Methods: : Model eye globes were assembled with each globe containing either three 23G non-valved (N=3), three 23G valved (N=3), three 25G non-valved (N=3) or three 25G valved (N=3) cannulas. Balanced salt solution (BSS® irrigating solution) was infused into the eye globes at different infusion pressures (30mmHg, 60mmHg, 90mmHg, and 120mmHg) and IOP (intraocular pressure) compensation settings that are available on manufactured platforms with such control features. Instruments were withdrawn from either one or two ports of each globe to simulate an open cannula condition and corresponding changes in infusion flow rate and IOP were recorded.

Results: : For non-valved trocar cannulas, IOP decreased to approximately 30% of its original value with IOP compensation OFF and remained unaffected even when infusion pressure was increased. However in cases where IOP compensation was ON, the drop in IOP was not as immediate with the largest drop (17% and 16% of original IOP for 23G & 25G probes respectively) observed at the highest infusion pressure of 120mmHg. Also higher infusion flow rates were noted in cases where IOP compensation was ON compared to cases where it was OFF. Conversely, there was no such decrease in IOP in the case of valved trocar cannulas across all settings tested. Minimal fluid leakage (upto 1.4mL/min) was observed with the valved trocar cannulas.

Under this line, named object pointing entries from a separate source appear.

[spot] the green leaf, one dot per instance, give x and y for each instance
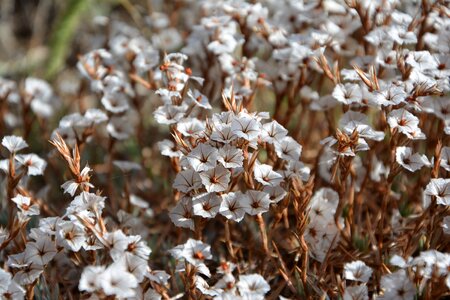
(61, 41)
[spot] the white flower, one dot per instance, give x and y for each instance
(296, 169)
(116, 280)
(440, 189)
(405, 122)
(256, 202)
(87, 202)
(446, 225)
(266, 176)
(33, 163)
(409, 161)
(135, 265)
(196, 252)
(28, 274)
(276, 194)
(25, 206)
(182, 214)
(356, 292)
(167, 148)
(187, 180)
(397, 286)
(14, 143)
(230, 156)
(206, 205)
(272, 132)
(201, 158)
(204, 287)
(5, 280)
(169, 114)
(253, 286)
(246, 126)
(191, 127)
(216, 179)
(223, 134)
(119, 128)
(348, 93)
(445, 158)
(40, 252)
(71, 186)
(198, 99)
(70, 235)
(357, 271)
(90, 278)
(130, 246)
(288, 149)
(115, 102)
(41, 95)
(392, 95)
(232, 206)
(422, 60)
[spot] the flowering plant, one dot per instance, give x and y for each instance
(233, 150)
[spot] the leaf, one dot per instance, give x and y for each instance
(63, 35)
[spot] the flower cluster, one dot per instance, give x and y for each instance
(233, 150)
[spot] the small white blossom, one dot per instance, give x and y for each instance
(14, 143)
(409, 161)
(357, 271)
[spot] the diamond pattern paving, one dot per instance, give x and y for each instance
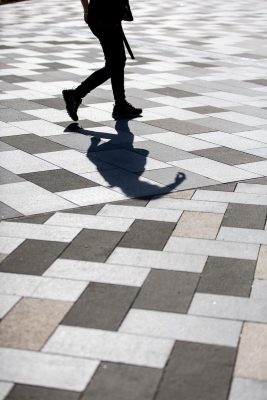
(134, 253)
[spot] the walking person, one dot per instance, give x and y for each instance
(104, 18)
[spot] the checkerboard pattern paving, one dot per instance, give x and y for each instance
(134, 253)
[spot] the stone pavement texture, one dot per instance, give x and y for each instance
(134, 254)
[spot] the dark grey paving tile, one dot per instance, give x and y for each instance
(101, 306)
(32, 257)
(168, 291)
(32, 144)
(197, 371)
(145, 234)
(206, 109)
(92, 245)
(10, 115)
(227, 276)
(8, 212)
(245, 216)
(122, 382)
(227, 156)
(58, 180)
(8, 177)
(26, 392)
(183, 127)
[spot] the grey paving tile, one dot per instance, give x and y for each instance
(32, 257)
(26, 392)
(120, 382)
(8, 212)
(247, 216)
(168, 291)
(183, 127)
(32, 143)
(144, 234)
(92, 245)
(58, 180)
(204, 373)
(101, 306)
(8, 177)
(227, 156)
(227, 276)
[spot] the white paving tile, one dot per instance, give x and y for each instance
(110, 346)
(97, 272)
(188, 205)
(6, 303)
(230, 197)
(28, 198)
(90, 196)
(39, 369)
(229, 307)
(19, 162)
(18, 284)
(182, 327)
(216, 248)
(38, 231)
(242, 235)
(152, 214)
(157, 259)
(107, 223)
(214, 169)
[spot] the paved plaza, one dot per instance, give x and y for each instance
(134, 253)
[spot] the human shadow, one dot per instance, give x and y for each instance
(121, 164)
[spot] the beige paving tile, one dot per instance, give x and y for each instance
(252, 353)
(261, 268)
(31, 322)
(198, 225)
(185, 194)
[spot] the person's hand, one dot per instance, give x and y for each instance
(85, 17)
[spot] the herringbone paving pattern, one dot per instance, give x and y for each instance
(134, 253)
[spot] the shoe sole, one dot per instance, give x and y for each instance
(74, 118)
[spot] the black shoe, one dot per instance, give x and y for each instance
(125, 110)
(72, 103)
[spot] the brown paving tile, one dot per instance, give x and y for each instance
(252, 353)
(92, 245)
(145, 234)
(168, 291)
(29, 324)
(227, 276)
(26, 392)
(122, 382)
(228, 156)
(32, 257)
(58, 180)
(197, 371)
(198, 225)
(245, 216)
(261, 268)
(101, 306)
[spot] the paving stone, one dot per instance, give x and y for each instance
(101, 306)
(110, 346)
(26, 392)
(29, 324)
(32, 257)
(32, 144)
(119, 382)
(252, 353)
(205, 373)
(227, 276)
(92, 245)
(169, 291)
(198, 225)
(52, 371)
(245, 216)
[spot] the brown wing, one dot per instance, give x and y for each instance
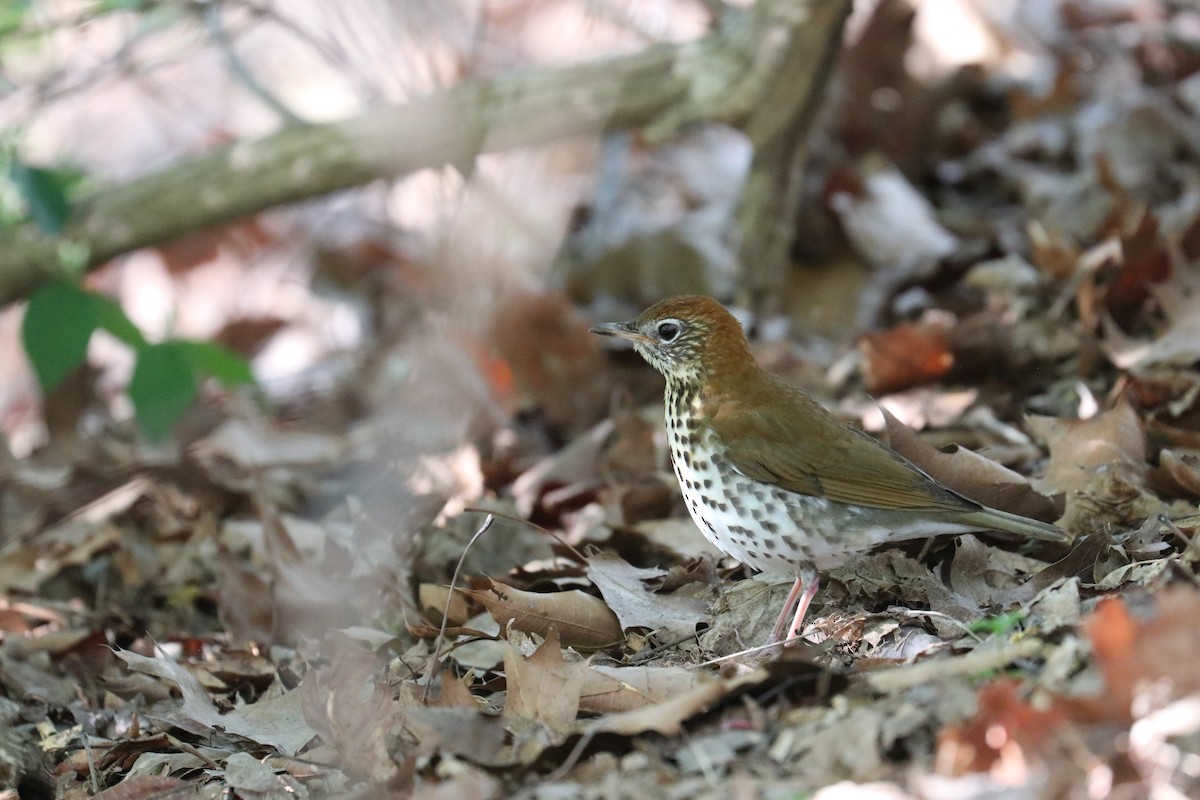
(795, 443)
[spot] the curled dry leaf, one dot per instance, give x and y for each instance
(1099, 464)
(432, 599)
(625, 593)
(667, 717)
(582, 621)
(1177, 474)
(1006, 731)
(544, 687)
(1135, 657)
(613, 690)
(966, 471)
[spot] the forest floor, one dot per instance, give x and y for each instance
(262, 607)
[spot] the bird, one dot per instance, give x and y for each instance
(769, 475)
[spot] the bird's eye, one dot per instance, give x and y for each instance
(667, 331)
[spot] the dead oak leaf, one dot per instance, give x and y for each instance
(580, 619)
(1140, 657)
(1179, 343)
(277, 722)
(544, 687)
(1099, 464)
(609, 690)
(667, 717)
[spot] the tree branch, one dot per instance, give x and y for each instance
(724, 77)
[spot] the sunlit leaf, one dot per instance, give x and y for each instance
(162, 388)
(45, 192)
(220, 362)
(111, 317)
(59, 322)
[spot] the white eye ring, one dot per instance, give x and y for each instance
(669, 330)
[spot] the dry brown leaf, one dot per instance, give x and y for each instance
(967, 471)
(352, 709)
(1006, 729)
(277, 722)
(544, 687)
(1179, 343)
(1177, 474)
(557, 366)
(624, 591)
(148, 787)
(432, 599)
(904, 356)
(581, 620)
(667, 717)
(1099, 464)
(612, 690)
(467, 783)
(1135, 657)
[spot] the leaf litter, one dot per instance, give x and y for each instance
(258, 614)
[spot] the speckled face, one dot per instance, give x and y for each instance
(675, 336)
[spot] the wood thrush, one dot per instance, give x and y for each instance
(772, 477)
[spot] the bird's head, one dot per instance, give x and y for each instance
(690, 337)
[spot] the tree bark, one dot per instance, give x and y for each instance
(779, 131)
(735, 74)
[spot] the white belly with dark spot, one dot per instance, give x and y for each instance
(768, 528)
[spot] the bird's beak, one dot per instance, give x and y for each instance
(622, 331)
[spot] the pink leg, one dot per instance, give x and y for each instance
(799, 597)
(797, 588)
(802, 608)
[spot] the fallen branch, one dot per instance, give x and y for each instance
(725, 77)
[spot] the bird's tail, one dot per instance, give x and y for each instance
(1012, 523)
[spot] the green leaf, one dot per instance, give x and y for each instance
(45, 192)
(162, 386)
(111, 317)
(219, 362)
(997, 624)
(59, 322)
(12, 14)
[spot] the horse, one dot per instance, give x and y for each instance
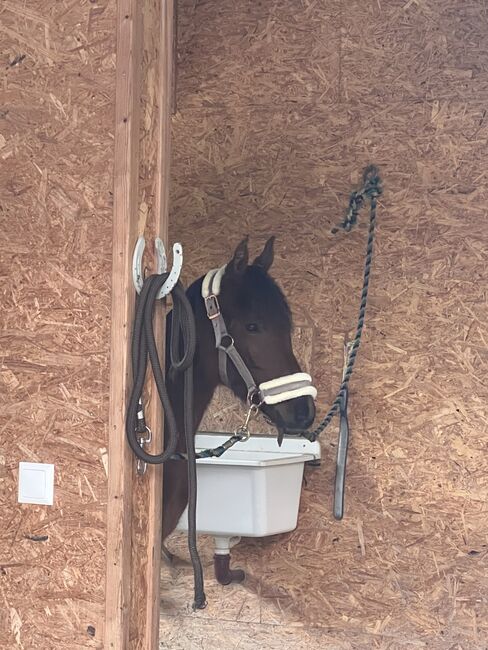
(258, 319)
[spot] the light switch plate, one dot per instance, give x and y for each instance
(36, 483)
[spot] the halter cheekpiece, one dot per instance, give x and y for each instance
(277, 390)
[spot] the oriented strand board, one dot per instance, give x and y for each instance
(56, 153)
(404, 86)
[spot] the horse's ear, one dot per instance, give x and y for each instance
(239, 262)
(266, 258)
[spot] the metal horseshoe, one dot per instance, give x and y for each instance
(161, 263)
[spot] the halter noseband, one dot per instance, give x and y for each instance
(278, 390)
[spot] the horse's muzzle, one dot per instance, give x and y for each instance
(293, 416)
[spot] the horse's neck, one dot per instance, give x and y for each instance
(205, 365)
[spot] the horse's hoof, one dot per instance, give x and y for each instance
(223, 573)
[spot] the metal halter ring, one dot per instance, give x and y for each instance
(226, 342)
(254, 397)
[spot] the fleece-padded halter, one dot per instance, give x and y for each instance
(278, 390)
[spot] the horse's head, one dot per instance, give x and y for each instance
(258, 318)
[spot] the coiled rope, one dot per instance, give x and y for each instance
(371, 189)
(144, 347)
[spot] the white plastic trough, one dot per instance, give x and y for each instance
(252, 490)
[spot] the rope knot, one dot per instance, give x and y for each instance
(371, 189)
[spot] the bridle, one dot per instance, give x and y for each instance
(277, 390)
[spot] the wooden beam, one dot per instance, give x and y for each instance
(142, 140)
(126, 171)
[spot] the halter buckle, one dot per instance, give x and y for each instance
(212, 306)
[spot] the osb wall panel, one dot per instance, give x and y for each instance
(280, 106)
(56, 149)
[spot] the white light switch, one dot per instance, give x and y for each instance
(36, 483)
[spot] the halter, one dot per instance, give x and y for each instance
(278, 390)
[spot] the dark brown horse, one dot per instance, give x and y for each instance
(258, 318)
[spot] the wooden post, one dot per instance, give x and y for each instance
(142, 139)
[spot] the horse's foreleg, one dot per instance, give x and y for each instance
(175, 494)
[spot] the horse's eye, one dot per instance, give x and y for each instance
(252, 327)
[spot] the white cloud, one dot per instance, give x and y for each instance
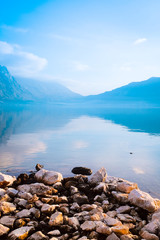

Conclusions: : Although the surgical platform used allowed control over both flow and IOP using its IOP compensation feature, there was still a decrease in IOP and fluid leakage when instruments were removed from one or more non-valved trocar cannulas. The valved trocar cannulas maintained the IOP at the surgeon-selected setting resulting in negligible fluid leakage during instrument exchange.